NADIR SHAH marches to Sind, desolates that Country, and takes the Soobahdar prisoner.

NADIR SHAH had sent orders to Khodayear Khan, the Soobahdar of Sind, to meet him at Cabul; but he having neglected to obey the summons, the Shah was enraged at his insolence, and resolved to punish him. Accordingly, on the 8th of Ramzan, or 27th of November, 1739, he marched from Cabul through the Bungishat. For­tunately there was not any fall of snow during this expedition, although from the season of the year, it might reasonably have been expected. But the men suffered great inconvenience, from the cold blasts of wind from the moun­tains; and among the passes they had to encounter a very rapid river, in which was lost near a fourth of the plunder of Hindostan; and a great deal of baggage belonging to the officers and soldiers. This destructive river winds in its course like a deadly snake, so that they were obliged to cross it twenty-two times. Num­bers of camels and mules perished therein, and to add to this calamity, there was a scarcity of provisions for the cattle. Had it happened to snow, the whole army must inevitably have perished. After a most fatiguing march of twenty-four days, the army entered the territory of Sind, on the first of the month of Shawal, or 20th of December, 1739. When we had got about half a cose out of the pass, there was a very sen­sible change in the climate; and we saw fields cultivated with wheat and barley. We had now a double cause for rejoicing, for the conclusion of the fast of Ramzan, and our deliverance from the calamities above described. The next day it rained so violently, and such torrents issued from the mountains, that numbers of the people who had fallen behind perished. The Zemindars shut themselves up in their forts, and instead of tribute, promised nothing but cannon-balls; but the army halting, they were soon obliged to surrender. Not only their lives were spared, but they were exempted from plunder, upon engaging to transport the artillery to Khoda-abad. For want of a sufficient number of cattle, men were compelled to be yoked; many died through fatigue, and ill treatment, whilst others were starved to death: the surviving few were permitted to return to their own homes.

The jungle of Tabrestan, or Mazen­deran, is nothing when compared with what we had to pass on the borders of Sind. Even Nadir Shah and the army missed their way and separated; and the camp followers were in the utmost confu­sion and distress. In one part the reeds took fire, which so frightened the camels, that many who had valuable loads, ran off with their riders, and were never more heard of. To add to these distresses, the inhabitants, by the direction of Khoda­year Khan, had buried all the grain which they were not able to burn, and then took to flight The army was in danger of perishing by famine, when the scouts discovered some grain buried in the distant villages, which was divided amongst the troops according to the muster-rolls. For the cattle there was plenty of green wheat and barley, the country being highly cultivated. When we got through the jungle, we arrived at Larkaneh, where Nadir Shah resolved to leave the baggage.
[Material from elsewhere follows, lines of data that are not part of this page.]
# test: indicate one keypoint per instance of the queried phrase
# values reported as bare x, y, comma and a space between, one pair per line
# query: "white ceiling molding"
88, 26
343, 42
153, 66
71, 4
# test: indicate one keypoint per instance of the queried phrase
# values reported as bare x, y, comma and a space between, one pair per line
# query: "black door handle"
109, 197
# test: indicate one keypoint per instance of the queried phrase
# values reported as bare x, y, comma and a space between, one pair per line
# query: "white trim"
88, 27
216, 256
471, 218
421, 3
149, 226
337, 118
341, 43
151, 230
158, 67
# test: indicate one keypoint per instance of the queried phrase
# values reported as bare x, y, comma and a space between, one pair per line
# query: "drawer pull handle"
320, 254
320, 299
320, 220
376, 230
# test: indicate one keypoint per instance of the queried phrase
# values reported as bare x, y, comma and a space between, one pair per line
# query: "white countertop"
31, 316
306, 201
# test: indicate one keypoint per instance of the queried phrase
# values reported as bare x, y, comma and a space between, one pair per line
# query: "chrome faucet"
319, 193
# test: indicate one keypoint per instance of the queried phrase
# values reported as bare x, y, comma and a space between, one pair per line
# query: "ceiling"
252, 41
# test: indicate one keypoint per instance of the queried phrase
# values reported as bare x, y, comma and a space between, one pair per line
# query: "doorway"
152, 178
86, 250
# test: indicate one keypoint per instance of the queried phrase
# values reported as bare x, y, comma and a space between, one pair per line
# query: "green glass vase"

During the whole of this march, all the villages through which we passed were entirely deserted; and the only person that I saw was a fat Brahmin sitting upon the highway begging alms in the names of Ram and Mahadeo. I did all I could to persuade him to save himself by flight from the fury of the soldiers, who were near at hand, but he was so infatuated, that he would not stir, and even asked me, if I envied him the alms which he should obtain? During our conversation, a party of Bukhtyearees came up, and binding the poor wretch hand and foot, they cut him in pieces, to try the sharpness of their swords.